PANDORA: It’s ok dad. I’ll call your lawyer Mr. Throckmorton on my cell phone and we’ll get on this case right away. I know all the right questions to ask.

 

SMITH: Thanks Pandora.

 

SECOND MALE OFFICER: Mr. Smith, you are under arrest for the kidnapping of Sam and Dave, who were abducted from the house of Mr. and Mrs. Jones last night on Waverly Way . You have the right to remain silent. Anything you say can and and will be used against you…….

 

Three officers start to move toward Mr. Smith, Pandora starts talking on her cell phone; and then all freeze when the announcer starts.

 

ANNOUNCER: There are many unanswered questions here. Not the least of which is: Did the police have the right to gain entry?

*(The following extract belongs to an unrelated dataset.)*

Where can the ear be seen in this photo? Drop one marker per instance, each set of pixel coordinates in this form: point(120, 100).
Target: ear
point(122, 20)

Was the babysitter right in letting them come in and look around? Were the officers right in going into Mr. Smith’s bedroom? Were they right in looking into the box? If you read chapter 5, and the constitutional amendments online, you will be informed when, next class, we return to these important questions on warrantless search. Can we hear a round for our cast?